[
https://issues.apache.org/jira/browse/IMPALA-8218?page=com.atlassian.jira.plugin.system.issuetabpanels:all-tabpanel
]
Paul Rogers reassigned IMPALA-8218:
-----------------------------------
Assignee: (was: Paul Rogers)
> Use "simple bin model" to estimate M:N, FK join cardinality
> -----------------------------------------------------------
>
> Key: IMPALA-8218
> URL: https://issues.apache.org/jira/browse/IMPALA-8218
> Project: IMPALA
> Issue Type: Improvement
> Components: Frontend
> Affects Versions: Impala 3.1.0
> Reporter: Paul Rogers
> Priority: Minor
>
> When computing join cardinality, the planner must determine how much a
> filters reduce the cardinality of join keys. For example, in a M:1 (FK/PK)
> join, filtering on the left (M, FK) side will reduce the number of rows
> available to join. How much does that filtering reduce the keys?
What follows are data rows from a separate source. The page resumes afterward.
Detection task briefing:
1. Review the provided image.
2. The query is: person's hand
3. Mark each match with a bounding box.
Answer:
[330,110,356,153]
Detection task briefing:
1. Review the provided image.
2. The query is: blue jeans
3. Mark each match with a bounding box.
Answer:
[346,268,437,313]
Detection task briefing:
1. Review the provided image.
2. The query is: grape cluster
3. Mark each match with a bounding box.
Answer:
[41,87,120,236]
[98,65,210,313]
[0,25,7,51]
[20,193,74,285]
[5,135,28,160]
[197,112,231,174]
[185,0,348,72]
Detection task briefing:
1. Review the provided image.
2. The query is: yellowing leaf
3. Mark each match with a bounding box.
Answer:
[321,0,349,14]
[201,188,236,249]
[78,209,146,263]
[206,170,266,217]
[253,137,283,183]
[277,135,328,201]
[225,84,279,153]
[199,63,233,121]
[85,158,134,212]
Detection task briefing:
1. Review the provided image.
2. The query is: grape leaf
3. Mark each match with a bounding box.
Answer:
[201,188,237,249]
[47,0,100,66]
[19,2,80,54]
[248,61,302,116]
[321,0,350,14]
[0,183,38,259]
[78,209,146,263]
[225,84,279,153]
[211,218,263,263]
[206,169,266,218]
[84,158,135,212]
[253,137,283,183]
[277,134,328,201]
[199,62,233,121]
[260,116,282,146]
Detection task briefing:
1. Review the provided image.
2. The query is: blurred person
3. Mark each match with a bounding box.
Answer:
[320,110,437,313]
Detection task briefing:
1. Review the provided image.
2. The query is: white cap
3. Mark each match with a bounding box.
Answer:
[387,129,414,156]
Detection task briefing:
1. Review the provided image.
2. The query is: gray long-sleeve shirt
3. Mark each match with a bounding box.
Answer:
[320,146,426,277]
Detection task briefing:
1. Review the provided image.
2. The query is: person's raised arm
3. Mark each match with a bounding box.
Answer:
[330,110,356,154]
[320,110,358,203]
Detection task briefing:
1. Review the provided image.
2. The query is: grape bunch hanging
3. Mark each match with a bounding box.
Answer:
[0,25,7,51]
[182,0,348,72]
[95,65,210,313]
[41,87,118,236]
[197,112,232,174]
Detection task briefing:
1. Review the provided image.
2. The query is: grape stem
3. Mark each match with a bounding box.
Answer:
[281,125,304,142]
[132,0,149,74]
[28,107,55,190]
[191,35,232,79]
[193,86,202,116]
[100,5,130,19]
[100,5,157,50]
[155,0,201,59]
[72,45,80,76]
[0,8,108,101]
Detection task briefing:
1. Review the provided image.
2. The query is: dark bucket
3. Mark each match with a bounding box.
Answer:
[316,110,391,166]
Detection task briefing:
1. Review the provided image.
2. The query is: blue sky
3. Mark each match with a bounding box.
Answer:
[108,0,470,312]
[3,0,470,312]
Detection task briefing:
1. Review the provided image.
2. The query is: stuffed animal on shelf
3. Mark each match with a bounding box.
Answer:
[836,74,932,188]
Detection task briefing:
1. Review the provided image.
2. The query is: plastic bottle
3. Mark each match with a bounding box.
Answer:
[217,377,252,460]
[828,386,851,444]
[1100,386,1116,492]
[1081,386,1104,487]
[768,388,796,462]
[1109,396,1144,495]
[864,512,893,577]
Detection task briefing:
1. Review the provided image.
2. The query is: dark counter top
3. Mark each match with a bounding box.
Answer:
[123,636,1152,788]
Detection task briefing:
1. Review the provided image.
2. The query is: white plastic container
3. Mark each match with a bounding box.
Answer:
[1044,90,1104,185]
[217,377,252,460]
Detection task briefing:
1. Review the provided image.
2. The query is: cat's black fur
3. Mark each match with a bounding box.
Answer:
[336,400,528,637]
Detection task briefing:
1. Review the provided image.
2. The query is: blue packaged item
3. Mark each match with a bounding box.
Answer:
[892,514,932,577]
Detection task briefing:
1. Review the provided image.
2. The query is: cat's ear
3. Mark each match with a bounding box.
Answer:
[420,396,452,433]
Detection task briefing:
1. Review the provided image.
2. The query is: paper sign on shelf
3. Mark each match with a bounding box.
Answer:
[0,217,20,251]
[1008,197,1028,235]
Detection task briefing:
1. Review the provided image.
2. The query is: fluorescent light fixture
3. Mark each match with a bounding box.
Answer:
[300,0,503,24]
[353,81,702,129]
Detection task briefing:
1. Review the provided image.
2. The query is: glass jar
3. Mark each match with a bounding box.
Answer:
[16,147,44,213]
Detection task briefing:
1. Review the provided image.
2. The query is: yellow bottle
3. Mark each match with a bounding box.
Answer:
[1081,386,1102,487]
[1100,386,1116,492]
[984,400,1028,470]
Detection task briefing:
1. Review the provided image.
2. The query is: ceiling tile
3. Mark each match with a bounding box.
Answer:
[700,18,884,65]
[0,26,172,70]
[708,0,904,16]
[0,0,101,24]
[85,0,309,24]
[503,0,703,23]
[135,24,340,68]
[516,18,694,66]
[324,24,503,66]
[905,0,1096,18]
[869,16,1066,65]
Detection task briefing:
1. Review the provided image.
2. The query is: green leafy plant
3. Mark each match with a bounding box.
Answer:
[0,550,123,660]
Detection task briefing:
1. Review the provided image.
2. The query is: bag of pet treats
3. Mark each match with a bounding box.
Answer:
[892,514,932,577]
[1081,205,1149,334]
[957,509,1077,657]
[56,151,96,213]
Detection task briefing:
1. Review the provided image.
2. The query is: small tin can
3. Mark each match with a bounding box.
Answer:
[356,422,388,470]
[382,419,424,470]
> The "selectivity" of a filter is the probability that any one row will pass
> through the filter:
> {noformat}
> |T'| = |T| * sel(f)
> sel(f) = |T'| / |T|
> {noformat}
> Where:
> * \{{|T|}} is the cardinality of some table or relation T.
> * \{{|T'|}} is the cardinality of the new relation T' after filtering.
> * \{{sel(f)}} is the selectivity of some filter f.
> The current model makes the standard assumption that the NDV of key columns
> reduces by the same amount as the table cardinality. That is:
> {noformat}
> |T.k'| = |T.k| * sel(f)
> {noformat}
> This assumption is incorrect as explained below. The correct expression is
> explained in Swami & Schiefer (S&S), [On the Estimation of Join Result
> Sizes|https://pdfs.semanticscholar.org/2735/672262940a23cfce8d4cc1e25c0191de7da7.pdf]
> (S&S), section 5.
> h4. Motivation
> It is easiest to reason about these issues in the M:1 (FK/PK) case, but the
> logic also applies to both sides of the M:N (many-to-many, generic) case.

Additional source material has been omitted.